Build from your own pain point and expand organically:

AidKit's founders created the platform to solve their own emergency aid distribution challenges during the pandemic. When neighboring states asked to use their system, they recognized the broader market opportunity. B2B founders should pay attention when their internal solutions generate external interest—this organic demand often signals strong product-market fit and can provide a natural path to scale.

Challenge industry pricing models that misalign incentives:

Brittany identified that the prevalent billable-hours consulting model in government aid creates perverse incentives that discourage efficiency and innovation. AidKit deliberately structured their pricing to reward successful outcomes rather than time spent.
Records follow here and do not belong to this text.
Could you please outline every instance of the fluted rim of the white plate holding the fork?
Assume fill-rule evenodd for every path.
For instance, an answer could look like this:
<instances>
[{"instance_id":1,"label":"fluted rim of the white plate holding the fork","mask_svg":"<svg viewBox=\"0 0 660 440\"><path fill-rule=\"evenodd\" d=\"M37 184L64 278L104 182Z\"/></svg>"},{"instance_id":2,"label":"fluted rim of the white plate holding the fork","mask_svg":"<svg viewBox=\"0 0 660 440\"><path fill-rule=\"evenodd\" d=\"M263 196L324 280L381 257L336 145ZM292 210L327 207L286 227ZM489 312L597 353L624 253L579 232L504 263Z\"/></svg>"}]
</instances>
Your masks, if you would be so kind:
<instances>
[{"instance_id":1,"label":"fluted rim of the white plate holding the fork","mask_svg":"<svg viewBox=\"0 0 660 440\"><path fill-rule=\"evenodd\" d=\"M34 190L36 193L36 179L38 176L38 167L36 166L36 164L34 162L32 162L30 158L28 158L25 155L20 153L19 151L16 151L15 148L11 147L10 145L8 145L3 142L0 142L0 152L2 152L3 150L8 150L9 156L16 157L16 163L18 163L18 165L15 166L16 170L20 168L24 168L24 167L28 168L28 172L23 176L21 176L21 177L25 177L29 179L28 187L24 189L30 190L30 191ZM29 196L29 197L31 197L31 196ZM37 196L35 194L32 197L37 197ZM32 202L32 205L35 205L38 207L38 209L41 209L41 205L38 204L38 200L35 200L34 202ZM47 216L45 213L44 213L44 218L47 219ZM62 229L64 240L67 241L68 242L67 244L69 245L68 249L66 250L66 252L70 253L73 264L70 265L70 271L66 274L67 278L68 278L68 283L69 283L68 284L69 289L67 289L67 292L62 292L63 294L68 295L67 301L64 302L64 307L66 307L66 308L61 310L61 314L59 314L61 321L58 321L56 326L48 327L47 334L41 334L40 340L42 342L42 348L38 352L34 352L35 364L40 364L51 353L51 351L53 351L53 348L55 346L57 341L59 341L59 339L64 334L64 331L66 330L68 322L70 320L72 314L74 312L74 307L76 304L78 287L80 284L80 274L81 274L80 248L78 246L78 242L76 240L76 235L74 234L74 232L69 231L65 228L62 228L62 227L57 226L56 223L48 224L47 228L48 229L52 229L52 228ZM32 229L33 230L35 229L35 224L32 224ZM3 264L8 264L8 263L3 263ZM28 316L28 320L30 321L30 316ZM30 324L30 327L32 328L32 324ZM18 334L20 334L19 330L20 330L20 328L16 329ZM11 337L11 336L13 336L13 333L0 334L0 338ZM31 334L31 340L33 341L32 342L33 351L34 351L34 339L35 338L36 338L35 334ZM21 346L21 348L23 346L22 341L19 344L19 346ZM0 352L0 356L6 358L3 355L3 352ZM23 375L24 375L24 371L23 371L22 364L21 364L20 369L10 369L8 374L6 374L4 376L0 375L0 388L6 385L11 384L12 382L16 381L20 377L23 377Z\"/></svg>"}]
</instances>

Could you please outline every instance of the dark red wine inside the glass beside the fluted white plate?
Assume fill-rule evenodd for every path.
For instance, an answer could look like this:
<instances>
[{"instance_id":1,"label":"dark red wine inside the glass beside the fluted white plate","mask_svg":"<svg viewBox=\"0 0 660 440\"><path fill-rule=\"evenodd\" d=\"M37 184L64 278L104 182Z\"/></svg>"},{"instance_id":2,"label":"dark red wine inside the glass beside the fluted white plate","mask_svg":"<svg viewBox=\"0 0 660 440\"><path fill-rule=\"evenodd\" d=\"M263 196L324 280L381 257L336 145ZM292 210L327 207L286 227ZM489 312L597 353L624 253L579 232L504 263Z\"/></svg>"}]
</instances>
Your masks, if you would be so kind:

B2B founders should examine whether traditional industry pricing models align with customer success and consider alternative structures that better incentivize the outcomes customers actually want.

Leverage disruption as a growth catalyst:

Despite the challenges posed by massive government aid cuts and policy changes, Brittany views the disruption as creating opportunities to build better infrastructure. She notes that "there is never massive disruption without opportunity." B2B founders should develop frameworks for identifying and capitalizing on market disruptions rather than just defending against them.

Use technology to eliminate false trade-offs:

AidKit demonstrates how AI and modern data sources can simultaneously improve fraud prevention while making aid more accessible—previously seen as competing priorities. Brittany explains that "in 2025 with AI, those trade-offs don't exist." B2B founders should look for areas where technology can resolve longstanding industry tensions and create solutions that deliver multiple benefits previously thought to be mutually exclusive.

Align business metrics with customer success:

AidKit's revenue model directly correlates with the amount of aid distributed and number of people served. This creates perfect alignment between business growth and social impact. B2B founders should structure their business models so that their success metrics directly align with customer success metrics, creating sustainable growth that benefits all stakeholders.

Focus on procurement reform for government sales:

Brittany emphasizes that procurement reform is essential for getting better technology into government systems. She notes the need to make procurement "more navigable for better tech solutions" instead of relying on "custom built monolithic systems that are incredibly expensive to maintain." B2B founders selling to government should engage with procurement reform conversations and position their solutions as alternatives to traditional, expensive custom builds.